He said beef producers typically work with breed societies to run a sample through an evaluation and compare an animal against the national herd.
From a sample being collected to the data being returned, the process usually takes one month.
"From that sample we track DNA, multiplex the DNA and then test the DNA against known traits," he said.
"Then we return that analysis back out to industry for producers to make informed decisions in their breeding.
"We produce the genotypes, the genetic information, that then goes into Breedplan to determine the value of the animal."
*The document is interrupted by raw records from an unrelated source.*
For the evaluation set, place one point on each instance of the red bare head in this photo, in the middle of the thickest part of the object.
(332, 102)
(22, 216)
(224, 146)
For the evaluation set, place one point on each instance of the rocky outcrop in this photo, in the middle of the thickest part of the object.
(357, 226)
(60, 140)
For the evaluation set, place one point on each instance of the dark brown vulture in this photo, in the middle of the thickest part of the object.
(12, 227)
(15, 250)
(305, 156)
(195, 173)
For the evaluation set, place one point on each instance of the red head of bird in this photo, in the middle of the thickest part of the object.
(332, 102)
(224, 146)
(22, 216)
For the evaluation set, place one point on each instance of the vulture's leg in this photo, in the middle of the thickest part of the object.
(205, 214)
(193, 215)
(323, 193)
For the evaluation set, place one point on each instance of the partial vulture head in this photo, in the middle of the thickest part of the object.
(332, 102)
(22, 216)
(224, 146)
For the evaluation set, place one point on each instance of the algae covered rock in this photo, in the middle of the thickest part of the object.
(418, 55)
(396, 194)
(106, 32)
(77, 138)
Neogen doesn't just cater to beef and sheep producers, it can run tests on a variety of animals including pigs, poultry, shrimp and man's best friend.
"Surprisingly, we've seen a lot of growth in companion animal markers," Mr Creasman said.
"We're testing now for breed-specific traits in companion animals that then affect the health of those animals, so dogs, cats, all the furry friends that are part of our family."
A win for Queenslanders
Bundamba MP Lance McCallum said investments like this were attracting more highly-paid and highly-skilled jobs to the region.
"There's every reason for businesses to choose to come and set up their operations here in Bundamba and in Ipswich broadly, or indeed south east Queensland, and that's what we're seeing with Neogen," Mr McCallum said.
Mr Dick said primary producers had been some of the heroes of the Queensland economy during the COVID-19 pandemic.
"There's still uncertainty in the world because of COVID and its impacts, but because we're such a safe place now, and the world knows that, our agricultural producers have not missed a beat during COVID."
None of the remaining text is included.